Forget bison steaks, almond butter, and coconut oil. Our ancestors were probably foraging vegetarians who didn't turn down the occasional lizard or wildebeest carcass when it was available.
I have a beef with the Paleo diet. Not only is it unsustainable from an environmental perspective (for being so meat-centric and reliant on imported tropical ingredients), but I also dislike how inaccurate the modern interpretation of what our Paleolithic ancestors ate actually is.
I’ve heard the counterarguments: “This is a Paleo-inspired diet! It’s more about eliminating processed foods from the diet than eating like an actual caveman.” Call it semantics if you will, but maybe the diet needs a new name. The real thing was nothing like the modern interpretations, particularly when it comes to the quantity of meat consumed.

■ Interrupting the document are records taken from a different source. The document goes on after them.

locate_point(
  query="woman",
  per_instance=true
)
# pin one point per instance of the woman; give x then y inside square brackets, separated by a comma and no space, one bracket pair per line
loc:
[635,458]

First of all, our Paleolithic ancestors were very flexible.
This is a funny one, because there’s nothing quite so inflexible as a dedicated Paleo eater! My dinner party club pretty much died when several members became Paleo, others went vegan. “But that’s not Paleo!!” you’ll hear people shriek.
And yet, researchers Ken Sayers and C. Owen Lovejoy, who study primate and human evolution and anthropology respectively, point out that humans’ evolutionary success is due in large part to their dietary flexibility, even if it means eating insects, half-decomposed wildebeest carcasses, possibly human flesh (according to John Durant, author of The Paleo Manifesto), and – gasp – white rice! Sayers writes:
“Hominids didn’t spread first across Africa, and then the entire globe, by utilizing just one foraging strategy or sticking to a precise mix of carbohydrates, proteins, and fats. We did it by being ever so flexible, both socially and ecologically, and always searching for the greener grass (metaphorically) or riper fruit (literally).”
Secondly, our Paleolithic ancestors were probably mostly vegetarian.
Rob Dunn argues in Scientific American that, based on the fact that our human guts (alimentary canals) most closely resemble those of chimpanzees and orangutans, and are “strikingly, elegantly, obviously ordinary,” our human ancestors were probably nearly all vegetarians.
“What do other living primates, the ones with guts mostly like ours, eat? The diets of nearly all monkeys and apes (except the leaf-eaters) are composed of fruits, nuts, leaves, insects, and sometimes the odd snack of a bird or a lizard. Meat is a rare treat, if eaten at all. The job of a generalist primate gut is primarily to eat pieces of plants.”
We have not all evolved to eat a meat-centric diet because we are best designed to eat what our ancestors ate – and not all our ancestors had the same diet and lifestyle, depending on where they came from. Adaptations continually occur depending on where and when people live; it’s silly to assume human digestive evolution stopped as soon as the agricultural revolution began 10,000 years ago.
“The notion that there was a time of perfect adaptation, from which we’ve now deviated, is a caricature of the way evolution works,” Marlene Zuk, a biologist and author of Paleofantasy, writes for the New York Times. “Evolution isn’t the creaky old process we used to think it was. Increasingly, scientists are discovering that the rate of evolution can be fast (sometimes blindingly so) or slow, or anything in between.”
Third, our Paleolithic ancestors were likely fairly unsuccessful hunters.
It’s a romanticized fallacy to think that lean, fleet, proud early hunters managed to catch rabbits for the stewpot on a nightly basis. National Geographic addresses this in “The Evolution of Diet” (September 2014), explaining that “man the hunter” is backed up by “woman the forager” in every hunter-gatherer tribe, even today in rural parts of the world.
“There’s been a consistent story about hunting defining us and that meat made us human. Frankly, I think that misses half the story. [Hunter-gatherers] want meat, sure. But what they actually live on is plant foods,” says paleobiologist Amanda Henry.
The Paleo crowd did get at least one thing right, and that is their rejection of processed foods and refined carbs. I believe the best diet is one that is comprised of whole, real foods, sourced locally and seasonally, and it doesn’t need to be excessively high in animal protein or devoid of all grains to do so.